We decided about five years ago to start plans to make ourselves “location independent,” by purchasing an RV to live in and travel. We still needed to work, but with the business we own we knew we could be mobile and still serve our clients.
We spent three years preparing for our adventure, including nightly internet shopping on RVtrader and CraigsList. We were not looking for a ‘perfect’ rig, but one that we could afford and had the necessary items for our future. Not long into the search, we felt a motorhome with two slides, and room for two desks was going to be the best fit for us.
We were living in a 1,500 square foot, 3 bedroom, 2 bath home when we got serious about this tiny living stuff. We decided to block off portions of our house to mimic RV living, as much as we could.
We started with the living area and used blue painters tape to mark off the approximate floor space of the living area of an RV with 2 extended slides. Then we moved the couch, TV, and 2 desks into that space.

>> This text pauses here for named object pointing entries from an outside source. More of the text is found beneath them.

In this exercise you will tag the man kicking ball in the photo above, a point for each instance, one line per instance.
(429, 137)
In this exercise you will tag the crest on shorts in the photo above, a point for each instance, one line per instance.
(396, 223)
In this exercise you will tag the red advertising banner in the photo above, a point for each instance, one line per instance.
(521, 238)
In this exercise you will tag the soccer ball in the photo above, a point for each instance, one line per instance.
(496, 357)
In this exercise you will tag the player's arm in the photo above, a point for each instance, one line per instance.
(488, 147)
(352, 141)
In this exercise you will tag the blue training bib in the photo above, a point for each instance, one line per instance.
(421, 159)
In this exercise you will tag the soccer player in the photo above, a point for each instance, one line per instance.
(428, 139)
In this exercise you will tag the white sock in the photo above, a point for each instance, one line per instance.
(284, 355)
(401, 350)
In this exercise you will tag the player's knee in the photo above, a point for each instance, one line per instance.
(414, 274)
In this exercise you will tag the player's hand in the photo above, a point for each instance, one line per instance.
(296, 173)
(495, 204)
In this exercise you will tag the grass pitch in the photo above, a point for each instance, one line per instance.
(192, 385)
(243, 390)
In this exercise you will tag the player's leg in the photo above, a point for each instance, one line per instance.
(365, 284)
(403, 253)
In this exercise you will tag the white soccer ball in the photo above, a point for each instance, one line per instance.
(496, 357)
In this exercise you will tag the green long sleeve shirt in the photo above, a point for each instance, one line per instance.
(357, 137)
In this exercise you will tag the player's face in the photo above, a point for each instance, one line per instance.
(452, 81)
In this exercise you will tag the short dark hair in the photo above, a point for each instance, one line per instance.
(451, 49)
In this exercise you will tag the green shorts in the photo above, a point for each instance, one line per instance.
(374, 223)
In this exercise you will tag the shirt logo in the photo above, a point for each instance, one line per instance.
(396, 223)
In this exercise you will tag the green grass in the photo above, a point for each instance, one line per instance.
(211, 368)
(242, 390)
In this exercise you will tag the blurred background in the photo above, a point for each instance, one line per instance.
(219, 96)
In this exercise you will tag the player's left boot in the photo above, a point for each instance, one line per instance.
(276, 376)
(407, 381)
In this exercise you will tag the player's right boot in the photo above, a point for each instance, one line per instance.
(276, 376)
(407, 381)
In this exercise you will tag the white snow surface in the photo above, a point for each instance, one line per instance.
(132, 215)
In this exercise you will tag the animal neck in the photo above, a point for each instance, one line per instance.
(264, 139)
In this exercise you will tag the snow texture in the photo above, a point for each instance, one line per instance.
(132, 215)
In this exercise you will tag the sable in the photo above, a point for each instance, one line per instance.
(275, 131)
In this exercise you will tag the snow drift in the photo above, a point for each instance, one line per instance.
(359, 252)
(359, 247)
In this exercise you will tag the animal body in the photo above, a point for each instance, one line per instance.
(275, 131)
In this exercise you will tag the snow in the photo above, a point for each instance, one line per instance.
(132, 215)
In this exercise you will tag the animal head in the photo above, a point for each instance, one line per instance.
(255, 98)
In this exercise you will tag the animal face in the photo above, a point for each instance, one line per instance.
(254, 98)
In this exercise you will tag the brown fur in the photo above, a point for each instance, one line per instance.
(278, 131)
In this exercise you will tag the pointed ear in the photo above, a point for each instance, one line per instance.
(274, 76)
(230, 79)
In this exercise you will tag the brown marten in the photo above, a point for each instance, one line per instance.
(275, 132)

Yes, we really did do this. Friends and family came to visit and laughed. In front of us, and behind our backs.
The smallest bedroom and bathroom at our house became our new residence, using half the closet and one small dresser for all our clothes.
We couldn’t move the kitchen, so we just downsized to one set of upper and lower cabinets and emptied the pantry. Kitchen appliances and dishes were minimized into the two cabinets, as well as food goods.
We lived like that for 9 months.
Every day we worked with our desks side-by-side, ate lunch at our little table between the desks, and cooked with only the bare minimum of utensils.
By the time we moved into our motorhome, the transition was fairly simple and straightforward.
Yes, there were some adjustments, but neither of us thought it was too much different than what we had been experiencing for the previous year. (You can see interior photos of our workspace and living areas here.)
In fact, we found the storage of our motorhome allowed us to have and bring much more of our life with us than we first anticipated.
We often tell people a lifestyle change can be accomplished, but you have to work at it. And why wouldn’t you want to experiment with the concept? What happens if you spend a bucket of money on an RV, and find out the living space is just. too. small?